Copyright Neal Joseph Loevinger 2010
Torah Portion: Ki Tetzei
Greetings from beautiful Lake Como, PA, where I’m attending the Quad-Region USY [United Synagogue Youth] Encampment at Camp Ramah Poconos !
This morning at Encampment services I offered a brief introduction to the weekly Torah reading, and what follows is an edited and expanded version of the connection I made between the three mitzvot [commandments] in the verses we read. Try to pretend you’re in a camp social hall when reading it. . . .
The weekday morning Torah reading is D’varim/ Deuteronomy 21:10-21, and while there are many, many mitzvot in the Torah portion Ki Tetze, the weekday reading has three: a law regarding women captured in wartime, a law about inheritance rights in a difficult marriage, and the law of the “stubborn and rebellious son.”
The first law says that if a soldier in Biblical times took a woman captive in battle, he was not allowed to do whatever he wanted, but had to wait before taking her as a wife.
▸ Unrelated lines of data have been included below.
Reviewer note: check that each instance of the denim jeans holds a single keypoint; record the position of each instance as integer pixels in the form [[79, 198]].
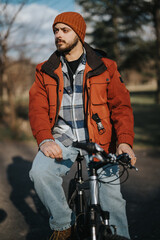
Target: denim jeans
[[46, 173]]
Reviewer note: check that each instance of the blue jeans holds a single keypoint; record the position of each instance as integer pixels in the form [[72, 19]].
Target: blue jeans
[[46, 173]]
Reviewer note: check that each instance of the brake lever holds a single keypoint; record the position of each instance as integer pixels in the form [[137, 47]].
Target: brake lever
[[132, 167]]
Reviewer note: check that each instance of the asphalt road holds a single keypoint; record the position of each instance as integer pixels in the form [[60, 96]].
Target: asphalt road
[[22, 216]]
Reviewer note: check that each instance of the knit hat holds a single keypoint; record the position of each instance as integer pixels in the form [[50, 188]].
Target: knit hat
[[73, 20]]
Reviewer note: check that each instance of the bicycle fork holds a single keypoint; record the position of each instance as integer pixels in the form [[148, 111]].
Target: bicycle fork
[[94, 203], [95, 207]]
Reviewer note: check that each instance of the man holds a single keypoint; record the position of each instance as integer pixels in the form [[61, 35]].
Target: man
[[74, 88]]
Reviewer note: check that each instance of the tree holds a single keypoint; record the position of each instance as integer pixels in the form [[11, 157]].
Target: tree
[[118, 29], [6, 81]]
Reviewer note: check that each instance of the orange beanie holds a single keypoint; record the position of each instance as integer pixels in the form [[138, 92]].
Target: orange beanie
[[75, 21]]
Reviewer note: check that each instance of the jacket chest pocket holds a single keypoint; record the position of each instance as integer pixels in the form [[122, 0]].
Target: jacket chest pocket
[[98, 91], [52, 100]]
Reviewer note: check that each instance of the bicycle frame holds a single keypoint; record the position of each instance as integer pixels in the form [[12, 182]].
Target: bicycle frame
[[94, 196]]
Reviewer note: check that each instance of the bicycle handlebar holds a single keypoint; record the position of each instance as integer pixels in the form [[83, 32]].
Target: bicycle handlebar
[[94, 148]]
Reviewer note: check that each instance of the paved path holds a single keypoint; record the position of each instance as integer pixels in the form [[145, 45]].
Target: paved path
[[22, 217]]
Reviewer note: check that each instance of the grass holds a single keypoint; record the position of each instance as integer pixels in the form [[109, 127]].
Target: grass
[[147, 119]]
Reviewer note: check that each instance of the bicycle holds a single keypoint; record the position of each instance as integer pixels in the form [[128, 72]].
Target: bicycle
[[89, 213]]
The ancient rabbis assumed that if he had to wait, he’d probably change his mind and send her home, but even if he didn’t, he had to treat her like a human being and not like property. What this teaches is that even in wartime, when everything is chaos and most normal rules don’t apply, men still had to treat women with respect, like real human beings, not just objects- so how much more so does that apply in everyday life!
The second law says that if a man has two wives, one whom he loves and one whom he doesn’t, he still has to give a fair inheritance to the sons of the wife he doesn’t like. That is, whatever problem there might be between the husband and wife, the parent can’t put that on the child, who gets the inheritance that’s due to him, even the bigger inheritance of the firstborn. What this teaches is that even if you really have a problem with somebody, your problem with one person doesn’t apply to anybody else- not that person’s friends, family or acquaintances. People are individuals, and deserve to be treated that way.
The final law of this morning’s reading is really hard: it’s the “stubborn and rebellious son.” The Torah says that if a young man is really horrible, a drunkard and a thief and a glutton and totally disrespectful, his parents can take him out to be stoned to death! Most of the rabbis say that actually never actually happened- what kind of parents would do that? So maybe this section of the Torah using an impossible example to teach that that some kinds of behaviors are so serious, they can make people so angry and feel so disrespected it might be a matter of life and death.
What these three mitzvot have in common is treating others with respect, even in difficult situations. We’re not soldiers at war, and I hope nobody hates somebody in their family, but the idea is this: if in those extreme situations, people had to be treated as individuals, with basic human dignity- it applies even more so in normal interactions with friends and family. To put it another way, sometimes the Torah gives an extreme example so we’ll see how it applies even more in normal situations, like how we treat each other today and every day, at camp. at school or at home.